A plan shall also be treated as an eligible cooperative plan for any plan year for which it is described in section 210(a) of the Employee Retirement Income Security Act of 1974 and is maintained by a rural telephone cooperative association described in section 3(40)(B)(v) of such Act.
[PPA] SEC. 105. TEMPORARY RELIEF FOR CERTAIN PBGC SETTLEMENT PLANS.
(a) General Rule- Except as provided in this section, if a plan in existence on July 26, 2005, was a PBGC settlement plan as of such date, the amendments made by this subtitle and subtitle B shall not apply to plan years beginning before January 1, 2014.
(b) Interest Rate- In applying section 302(b)(5)(B) of the Employee Retirement Income Security Act of 1974 and section 412(b)(5)(B) of the Internal Revenue Code of 1986 (as in effect before the amendments made by this subtitle and subtitle B), to a PBGC settlement plan for plan years beginning after December 31, 2007, and before January 1, 2014, the third segment rate determined under section 303(h)(2)(C)(iii) of such Act and section 430(h)(2)(C)(iii) of such Code (as added by such amendments) shall be used in lieu of the interest rate otherwise used.

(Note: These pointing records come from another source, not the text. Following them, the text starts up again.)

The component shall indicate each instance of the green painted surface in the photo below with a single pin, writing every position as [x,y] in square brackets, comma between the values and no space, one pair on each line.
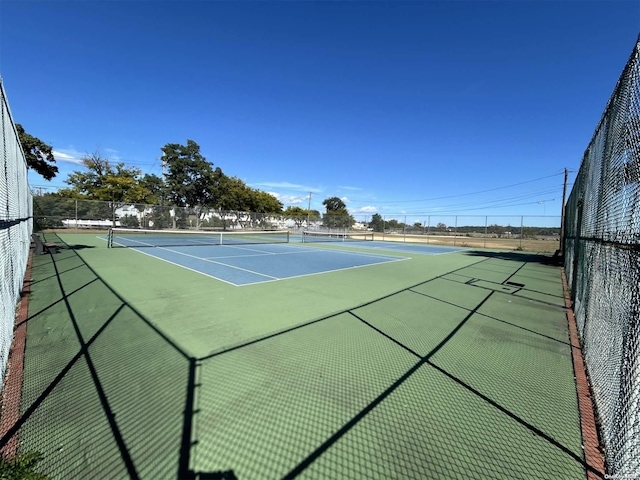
[282,368]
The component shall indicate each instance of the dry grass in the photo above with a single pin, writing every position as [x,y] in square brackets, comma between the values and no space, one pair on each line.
[541,245]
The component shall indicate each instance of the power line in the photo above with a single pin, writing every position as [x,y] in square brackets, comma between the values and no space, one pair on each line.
[465,194]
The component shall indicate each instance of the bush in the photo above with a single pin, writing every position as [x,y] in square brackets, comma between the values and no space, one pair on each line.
[129,221]
[21,467]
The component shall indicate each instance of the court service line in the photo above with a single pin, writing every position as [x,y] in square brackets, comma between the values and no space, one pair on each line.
[219,263]
[396,259]
[186,268]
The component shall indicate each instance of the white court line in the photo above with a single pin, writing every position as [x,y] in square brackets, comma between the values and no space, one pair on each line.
[188,268]
[395,259]
[220,263]
[387,258]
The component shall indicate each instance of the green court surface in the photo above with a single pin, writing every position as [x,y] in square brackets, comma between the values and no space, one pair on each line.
[446,366]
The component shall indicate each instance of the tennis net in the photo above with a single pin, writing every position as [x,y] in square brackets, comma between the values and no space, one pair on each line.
[308,237]
[138,238]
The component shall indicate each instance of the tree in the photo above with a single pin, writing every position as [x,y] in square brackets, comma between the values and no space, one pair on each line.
[190,180]
[297,214]
[336,215]
[39,155]
[248,206]
[115,184]
[377,223]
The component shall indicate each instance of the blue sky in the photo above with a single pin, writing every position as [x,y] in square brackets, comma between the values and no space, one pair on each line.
[416,108]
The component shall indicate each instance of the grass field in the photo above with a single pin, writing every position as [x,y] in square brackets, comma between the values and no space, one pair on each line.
[439,366]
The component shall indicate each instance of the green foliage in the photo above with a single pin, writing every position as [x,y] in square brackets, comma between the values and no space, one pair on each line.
[39,155]
[102,180]
[129,221]
[21,467]
[337,215]
[334,205]
[377,223]
[191,179]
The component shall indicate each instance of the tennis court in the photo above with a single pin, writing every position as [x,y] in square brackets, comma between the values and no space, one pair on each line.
[245,259]
[421,366]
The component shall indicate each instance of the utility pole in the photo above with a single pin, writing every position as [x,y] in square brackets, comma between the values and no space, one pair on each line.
[564,196]
[309,211]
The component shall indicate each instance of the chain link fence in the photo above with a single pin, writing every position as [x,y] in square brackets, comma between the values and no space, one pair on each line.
[602,262]
[517,232]
[15,226]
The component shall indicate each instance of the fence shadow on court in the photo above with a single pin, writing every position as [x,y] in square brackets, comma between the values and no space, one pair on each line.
[108,394]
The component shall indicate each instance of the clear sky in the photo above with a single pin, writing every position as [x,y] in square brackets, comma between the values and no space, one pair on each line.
[417,108]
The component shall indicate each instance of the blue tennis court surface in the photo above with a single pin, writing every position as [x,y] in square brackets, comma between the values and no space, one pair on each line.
[250,264]
[420,248]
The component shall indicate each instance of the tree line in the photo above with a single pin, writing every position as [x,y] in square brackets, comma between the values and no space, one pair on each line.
[190,182]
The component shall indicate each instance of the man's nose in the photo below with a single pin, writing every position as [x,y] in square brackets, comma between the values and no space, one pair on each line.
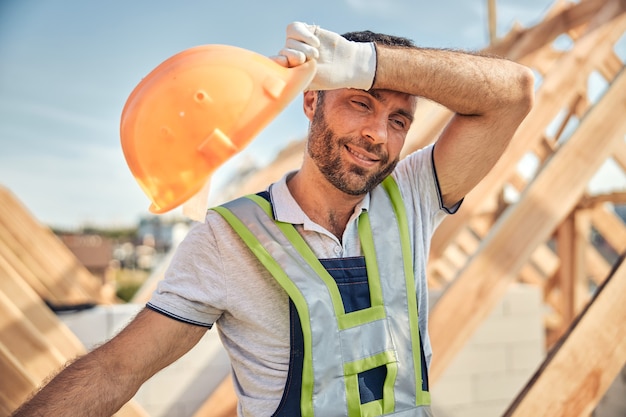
[375,129]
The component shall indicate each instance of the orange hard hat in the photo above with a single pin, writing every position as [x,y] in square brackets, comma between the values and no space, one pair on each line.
[195,111]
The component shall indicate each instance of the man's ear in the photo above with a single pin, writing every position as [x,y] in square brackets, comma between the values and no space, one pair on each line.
[309,103]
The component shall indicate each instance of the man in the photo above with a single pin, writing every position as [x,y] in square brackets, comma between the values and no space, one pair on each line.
[317,286]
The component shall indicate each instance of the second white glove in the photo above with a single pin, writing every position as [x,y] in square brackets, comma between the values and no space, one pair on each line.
[340,63]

(c) PBGC Settlement Plan- For purposes of this section, the term `PBGC settlement plan' means a defined benefit plan (other than a multiemployer plan) to which section 302 of such Act and section 412 of such Code apply and--
(1) which was sponsored by an employer which was in bankruptcy, giving rise to a claim by the Pension Benefit Guaranty Corporation of not greater than $150,000,000, and the sponsorship of which was assumed by another employer that was not a member of the same controlled group as the bankrupt sponsor and the claim of the Pension Benefit Guaranty Corporation was settled or withdrawn in connection with the assumption of the sponsorship, or
(2) which, by agreement with the Pension Benefit Guaranty Corporation, was spun off from a plan subsequently terminated by such Corporation under section 4042 of the Employee Retirement Income Security Act of 1974.